To some extent it's irrelevant. The key post is his position as the Great Leader. But one reason for the delay of his Inauguration is that he is supposed to address the nation, unleash the new era. One North Korean official admitted they wasted three years, failing to put together this new package, telling the nation what Kim Jong Il is all about. In June a delegation from the Russian state Duma to Pyongyang were told that a "market oriented" package is under consideration -- of course, North Korean style. They want to introduce convertible currency without free markets or prices. They're not ready yet to go all the way with reform. The plan includes "corporatization" of currently unused industrial facilities, with Russian management. That means they would issue stock to management and employees, and allow them to sell it to institutional investors.

Does this amount to real reform?

The paradox of North Korea is foreign-policy reform and domestic-policy stagnation. In three or four years, they've come far in relations with the United States -- getting nuclear power, for God's sake, from the enemy! We're talking about confidence building, economic aid, humanitarian aid. This foreign policy can be described as pretty constructive and active for a so-called rogue state that's usually invisible except for terrorism. On the other hand, we hear about domestic-policy disputes but see few changes in economic or social policy despite great economic distress. Trying to explain this paradox, what comes to mind is the Soviet and Chinese model: they started by reforming their foreign policy.

One week North Korea is invading the DMZ, the next it is agreeing to respect the armistice -- how does this square with a pragmatic foreign policy?

In my mind -- maybe I have a twisted mind, too -- it squares perfectly. You want everyone constantly to take you seriously.
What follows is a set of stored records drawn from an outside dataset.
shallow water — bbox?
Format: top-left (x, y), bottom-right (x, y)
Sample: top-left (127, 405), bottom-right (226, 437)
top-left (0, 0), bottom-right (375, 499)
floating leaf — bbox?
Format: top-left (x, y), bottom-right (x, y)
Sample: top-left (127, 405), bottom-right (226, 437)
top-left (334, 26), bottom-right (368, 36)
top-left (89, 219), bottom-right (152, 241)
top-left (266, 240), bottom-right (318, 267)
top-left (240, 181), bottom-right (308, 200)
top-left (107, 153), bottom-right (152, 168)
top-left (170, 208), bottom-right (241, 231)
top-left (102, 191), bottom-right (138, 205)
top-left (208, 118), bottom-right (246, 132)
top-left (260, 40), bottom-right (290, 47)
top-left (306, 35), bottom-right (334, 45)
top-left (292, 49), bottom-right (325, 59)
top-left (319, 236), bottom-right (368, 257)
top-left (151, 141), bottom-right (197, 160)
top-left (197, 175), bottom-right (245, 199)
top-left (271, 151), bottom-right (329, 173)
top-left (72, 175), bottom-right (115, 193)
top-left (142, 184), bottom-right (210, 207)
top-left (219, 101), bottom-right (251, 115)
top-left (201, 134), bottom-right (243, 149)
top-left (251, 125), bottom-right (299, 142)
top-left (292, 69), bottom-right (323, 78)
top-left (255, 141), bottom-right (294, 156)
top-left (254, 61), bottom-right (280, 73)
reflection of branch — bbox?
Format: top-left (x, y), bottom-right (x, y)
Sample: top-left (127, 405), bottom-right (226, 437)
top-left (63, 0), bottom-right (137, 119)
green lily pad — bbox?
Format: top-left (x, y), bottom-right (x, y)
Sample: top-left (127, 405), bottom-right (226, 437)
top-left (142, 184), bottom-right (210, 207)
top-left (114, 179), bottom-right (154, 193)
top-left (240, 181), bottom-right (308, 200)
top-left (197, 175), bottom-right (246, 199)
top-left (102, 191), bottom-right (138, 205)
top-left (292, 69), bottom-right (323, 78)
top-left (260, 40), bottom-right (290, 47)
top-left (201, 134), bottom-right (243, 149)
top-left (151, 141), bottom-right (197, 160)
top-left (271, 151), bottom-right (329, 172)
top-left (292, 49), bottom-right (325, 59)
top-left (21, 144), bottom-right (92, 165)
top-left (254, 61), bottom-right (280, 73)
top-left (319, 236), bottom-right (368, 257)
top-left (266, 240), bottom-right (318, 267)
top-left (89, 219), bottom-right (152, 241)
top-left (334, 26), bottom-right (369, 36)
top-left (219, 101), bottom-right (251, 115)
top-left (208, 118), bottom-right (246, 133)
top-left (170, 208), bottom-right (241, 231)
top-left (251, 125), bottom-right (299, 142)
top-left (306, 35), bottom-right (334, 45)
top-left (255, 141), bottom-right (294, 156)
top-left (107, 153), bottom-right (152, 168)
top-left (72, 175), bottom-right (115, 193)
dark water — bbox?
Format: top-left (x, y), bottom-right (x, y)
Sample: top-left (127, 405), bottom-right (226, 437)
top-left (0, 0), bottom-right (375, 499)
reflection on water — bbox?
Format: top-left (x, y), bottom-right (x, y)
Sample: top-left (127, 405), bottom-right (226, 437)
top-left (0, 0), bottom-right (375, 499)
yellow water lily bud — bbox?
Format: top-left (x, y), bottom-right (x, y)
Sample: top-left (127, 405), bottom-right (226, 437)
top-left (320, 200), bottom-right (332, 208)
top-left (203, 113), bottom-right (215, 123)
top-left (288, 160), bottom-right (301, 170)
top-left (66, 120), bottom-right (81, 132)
Because if they stop taking you seriously, they will see you not even as a rogue state but as a beggar. Your bargaining leverage will decline. They will continue to remind everybody that they can be a nuisance.

On domestic stagnation -- what about reports of black markets and the breakdown of internal travel controls in response to the famine?

The central government is losing a degree of control, but you have to understand how their propaganda works. They've been preaching juche -- self-reliance -- for 40 years. If anything, what's happening now in terms of increasing decentralization is presented as the ultimate implementation of juche. It's not a serious threat to central control.

Do you see any prospect of a quick break-through in the talks, so Kim Jong II can present peace at his Inauguration?

The Agreed Framework (in which North Korea traded nuclear-weapons capability for new nuclear-energy plants) was signed basically overnight. The meaningful discussion started in August (1994), and in October they signed the deal. Everyone knows what's supposed to be in this treaty; it's just horse trading now. The closer we are to the unleashing of the new era of Kim Jong Il -- it could be October, it could be later -- the more pragmatic they will become, and the more likely they are to close their eyes and accept things they don't like.